Tish was touched by the fish, I think. She smoothed off the sand carefully and wrote a reply:—
Here are the hairpins. Thank you. Do you want the rabbit skins?
L.C.
All day we were in a state of expectancy. The mosquitoes were very bad, and had it not been for the excitement of the P—— person I should have given up and gone home. I wanted mashed potatoes and lima beans with butter dressing, and a cup of hot tea, and muffins, and ice—in fact, I cannot think of anything I did not want, except rabbits and fish and puffballs and such blackberries as the birds did not fancy. Although we were well enough—almost too well—the better I felt the hungrier I got.
Tish thought the time had now come to rest and invite our souls.

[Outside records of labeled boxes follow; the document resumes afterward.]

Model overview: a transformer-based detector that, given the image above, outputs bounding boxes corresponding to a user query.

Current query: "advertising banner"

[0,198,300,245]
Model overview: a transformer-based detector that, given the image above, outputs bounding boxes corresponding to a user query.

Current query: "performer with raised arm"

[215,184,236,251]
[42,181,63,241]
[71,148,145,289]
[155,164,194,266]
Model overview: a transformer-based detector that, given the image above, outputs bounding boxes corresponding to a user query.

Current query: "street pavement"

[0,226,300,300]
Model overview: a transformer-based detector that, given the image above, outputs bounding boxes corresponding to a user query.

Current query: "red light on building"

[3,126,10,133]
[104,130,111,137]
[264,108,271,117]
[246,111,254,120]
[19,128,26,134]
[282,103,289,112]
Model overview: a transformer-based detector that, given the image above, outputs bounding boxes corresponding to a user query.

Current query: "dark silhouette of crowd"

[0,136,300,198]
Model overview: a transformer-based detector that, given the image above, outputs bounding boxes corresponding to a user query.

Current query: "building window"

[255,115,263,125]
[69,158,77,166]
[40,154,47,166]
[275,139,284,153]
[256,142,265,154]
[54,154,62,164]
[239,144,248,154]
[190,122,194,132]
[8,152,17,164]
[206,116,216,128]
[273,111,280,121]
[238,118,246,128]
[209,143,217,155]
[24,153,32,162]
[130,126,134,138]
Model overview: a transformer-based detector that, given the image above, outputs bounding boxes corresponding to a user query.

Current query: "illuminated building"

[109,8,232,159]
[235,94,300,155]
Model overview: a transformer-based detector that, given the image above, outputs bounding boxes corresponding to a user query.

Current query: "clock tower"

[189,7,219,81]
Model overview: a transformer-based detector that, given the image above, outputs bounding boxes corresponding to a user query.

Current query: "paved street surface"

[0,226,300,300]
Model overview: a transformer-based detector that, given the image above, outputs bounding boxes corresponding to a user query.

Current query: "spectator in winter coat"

She set the example that day by going out on a flat rock in the lake and preparing to think all the things she'd been waiting most of her life to consider.
"I am ready to form my own opinions about some things," she said. "I realize now that all my life the newspapers and stupid people and books have formed my opinions. Now I'm going to think along my own lines. Is there another life after this? Do I really desire the suffrage? Why am I a Baptist?"
Aggie said she would like to invite her soul that day also, not to form any opinions,—Tish always does that for her,—but she had to get some clothes in September and she might as well think them out.
So it happened that I was alone when I met the P—— person's young woman.